Let $K$ be a polyhedral cone generated by the rows of a matrix $A\in\mathbb{R}^{p\times n}$, and constrained by the columns of a matrix $B\in\mathbb{R}^{n\times q}$, such that $K = \text{cone}(A_1^T,\dots, A_p^T) = \{x\in\mathbb{R}^n\text{ }|\text{ }x^TB\geq\textbf{0}^T\}$, where $A_i$ denotes the $i$-th row vector of $A$. Additionally, suppose the matrix $AB\in\mathbb{R}^{p\times q}$ is non-negative.
We have that the dual cone $K^* := \{y\in\mathbb{R}^n\text{ }|\text{ }x^Ty\geq 0\text{ }\forall x\in K\} = \{y\in\mathbb{R}^n\text{ }|\text{ }Ay\geq\textbf{0}\}$.
I want to show that it is also true that $K^* = \text{cone}(B^1,\dots, B^q)$, where $B^j$ denotes the $j$-th column vector of $B$.
I can see that the '$\supset$' inclusion is true, because each $B^j$ is in $K^*$ (since $K = \{x\in\mathbb{R}^n\text{ }|\text{ }x^TB\geq\textbf{0}^T\}$, and each $A_i^TB^j = (AB)_{ij}\geq 0$ by hypothesis, so we can extend linearly to cone$(A_1^T,\dots A_p^T) = K$), so then again by linearity I can extend to all conic combinations of the $B^j$'s, i.e. $K^*\supset\text{cone}(B^1,\dots, B^q)$. However, I am struggling with the other inclusion.

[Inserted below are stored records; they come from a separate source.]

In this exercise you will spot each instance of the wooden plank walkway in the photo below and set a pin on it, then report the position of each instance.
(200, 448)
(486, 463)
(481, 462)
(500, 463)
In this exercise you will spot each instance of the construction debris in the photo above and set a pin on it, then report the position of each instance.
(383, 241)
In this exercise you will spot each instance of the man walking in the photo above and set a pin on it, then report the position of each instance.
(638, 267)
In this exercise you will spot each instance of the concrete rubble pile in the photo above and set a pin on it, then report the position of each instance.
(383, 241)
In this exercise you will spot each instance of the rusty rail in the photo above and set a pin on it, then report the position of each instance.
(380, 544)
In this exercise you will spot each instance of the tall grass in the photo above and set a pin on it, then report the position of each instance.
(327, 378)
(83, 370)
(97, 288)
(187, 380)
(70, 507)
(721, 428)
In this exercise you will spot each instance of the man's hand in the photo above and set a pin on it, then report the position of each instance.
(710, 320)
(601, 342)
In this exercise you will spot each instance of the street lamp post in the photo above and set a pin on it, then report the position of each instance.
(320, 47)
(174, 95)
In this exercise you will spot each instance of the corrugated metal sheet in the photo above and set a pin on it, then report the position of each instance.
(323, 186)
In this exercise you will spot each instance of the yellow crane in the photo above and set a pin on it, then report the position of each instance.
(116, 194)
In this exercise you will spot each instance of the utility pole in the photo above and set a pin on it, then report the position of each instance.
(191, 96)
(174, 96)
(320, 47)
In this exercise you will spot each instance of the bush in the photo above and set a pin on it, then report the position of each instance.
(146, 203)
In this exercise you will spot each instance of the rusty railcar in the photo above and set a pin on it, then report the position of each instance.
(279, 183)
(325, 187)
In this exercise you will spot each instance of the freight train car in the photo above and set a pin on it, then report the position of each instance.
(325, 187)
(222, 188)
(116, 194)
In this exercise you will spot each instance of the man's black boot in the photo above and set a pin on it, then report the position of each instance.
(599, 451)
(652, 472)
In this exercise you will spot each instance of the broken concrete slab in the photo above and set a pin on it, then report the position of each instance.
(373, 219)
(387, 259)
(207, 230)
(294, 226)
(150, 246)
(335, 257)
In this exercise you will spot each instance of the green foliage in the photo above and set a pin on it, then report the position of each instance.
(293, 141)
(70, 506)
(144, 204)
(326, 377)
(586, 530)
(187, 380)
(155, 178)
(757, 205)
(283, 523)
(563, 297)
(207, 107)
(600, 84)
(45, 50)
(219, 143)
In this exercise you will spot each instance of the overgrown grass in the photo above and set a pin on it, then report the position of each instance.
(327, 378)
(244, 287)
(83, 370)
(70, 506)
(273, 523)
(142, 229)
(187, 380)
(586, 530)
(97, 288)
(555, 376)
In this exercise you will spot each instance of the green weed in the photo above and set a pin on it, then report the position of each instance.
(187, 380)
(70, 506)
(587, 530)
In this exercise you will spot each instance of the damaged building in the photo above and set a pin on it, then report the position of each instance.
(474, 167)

I know that I haven't used the fact that $K^* = \{y\in\mathbb{R}^n\text{ }|\text{ }Ay\geq\textbf{0}\}$, but I don't see how to use this. The solution is supposed to be pretty straightforward, but unfortunately I don't see it. Would someone be able to help me see this?
\begin{align} K^* &= \{ y \mid x^Ty \geq 0 \quad \forall x : B^Tx \geq 0\} \\ &= \{y \mid \min_x\{x^T y \mid B^Tx\geq0\} \geq 0 \} \\ &= \{y \mid \max_{z \geq 0}\{0 \mid Bz = y\} \geq 0 \} \\ &= \{Bz \mid z \geq 0 \} \end{align}